Marc Chagall (1887 – 1985) : Vers de hautes portes
Vers de hautes portes
Seul est mien ce pays
Qui se trouve en mon âme ;
Comme un familier, sans papiers,
Je m’y rends.
Il voit ma tristesse et ma solitude,
Il me couche pour m’endormir,
Me recouvrant d’une pierre d’odeurs.
Un vert jardin fleurit en moi, des fleurs imaginées,
En moi mes propres rues s’étendent.
Les maisons manquent
Depuis le temps de mon enfance elles sont en ruines,
Leurs habitants s’égarent dans les airs,
Ils cherchent un logis, ils vivent dans mon âme.

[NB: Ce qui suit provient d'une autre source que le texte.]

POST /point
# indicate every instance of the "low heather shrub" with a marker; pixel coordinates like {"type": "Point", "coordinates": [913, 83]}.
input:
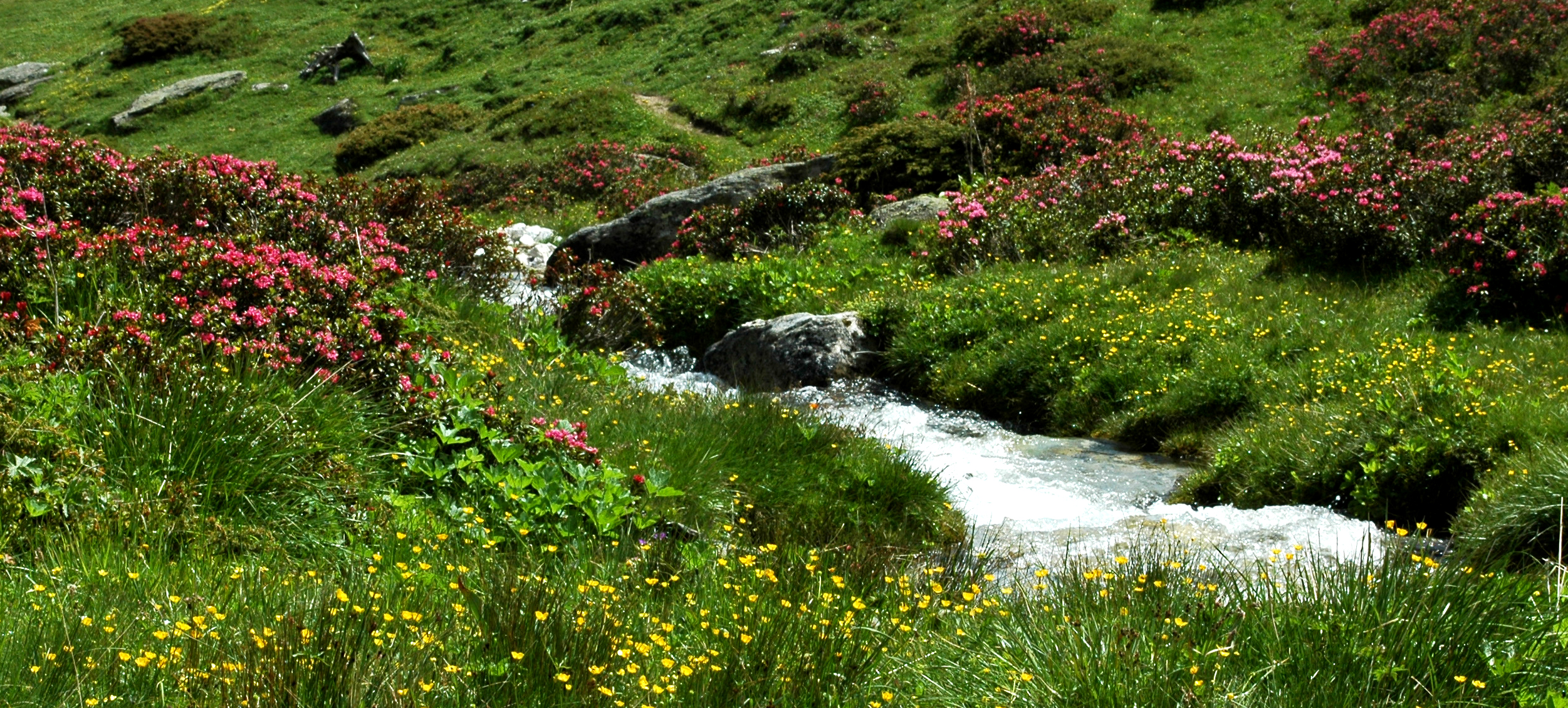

Voici pourquoi quelquefois je souris
Quand le soleil scintille à peine,
Ou bien je pleure
Comme une pluie légère dans la nuit.
Je me souviens d’un temps
Où je portais deux têtes...
C’était un temps
Où les deux têtes
Se couvraient d’un voile d’amour,
Se dissipaient comme le parfum d’une rose.
Il me semble à présent
Que même en revenant sur mes pas
J’avance
En direction de hautes portes
Qui cachent un chaos de murs
Où les tonnerres abattus passent leurs nuits
Et les éclairs brisés.
Traduit du yiddish par Charles Dobzynski
In, « Anthologie de la poésie yiddish. Le miroir d’un peuple »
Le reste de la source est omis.